Wall Street loans mean no rate hikes
By Katie Benner
The Federal Reserve will hold off on an interest rate hike until central bankers first stop providing loans to Wall Street banks, according to a Bloomberg report. For as long as the Fed has to maintain (or even extend) its emergency lending program, the report says, it’s unlikely that the market will be stable enough to handle higher borrowing costs.
“We think they’ll wait until 2009,” Brian Sack, who used to head the Fed’s monetary and financial market analysis group before he joined Macroeconomic Advisers, tells Bloomberg. Successfully dealing with an end to the Primary Dealer Credit Facility is “a hurdle for credit markets to get past before the Fed will likely start tightening,” he said.
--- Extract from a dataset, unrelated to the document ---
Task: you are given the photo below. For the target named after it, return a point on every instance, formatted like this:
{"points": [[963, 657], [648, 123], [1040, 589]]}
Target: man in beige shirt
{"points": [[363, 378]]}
The Fed opened its window to investment banks in March after the near-bankruptcy of Bear Stearns, which sold for cheap to JPMorgan Chase (JPM), in an effort to keep markets calm. The decision to make Fed loans available to a group of institutions that include Lehman Bros. (LEH), Merrill Lynch (MER), Morgan Stanley (MS), and Goldman Sachs (GS), was highly unusual. The Fed had traditionally provided loans to commercial banks but not investment banks. New York Fed President Timothy Geithner said in early June that as long as markets were distressed, the emergency measure would remain in place. However, part of the Fed’s plan to keep the economy on track has meant maintaining low interest rates. With energy and food prices rising fast, inflation has become a serious concern and some economists think it’s time to raise interest rates.
The market has priced in 74% odds or a rate hike by the end of 2008, but those odds might be overly optimistic given that people are still hesitant to lend and Wall Street is still perceived as weak, Bloomberg says. The next rate hike, whenever it comes, will be the first increase since 2006.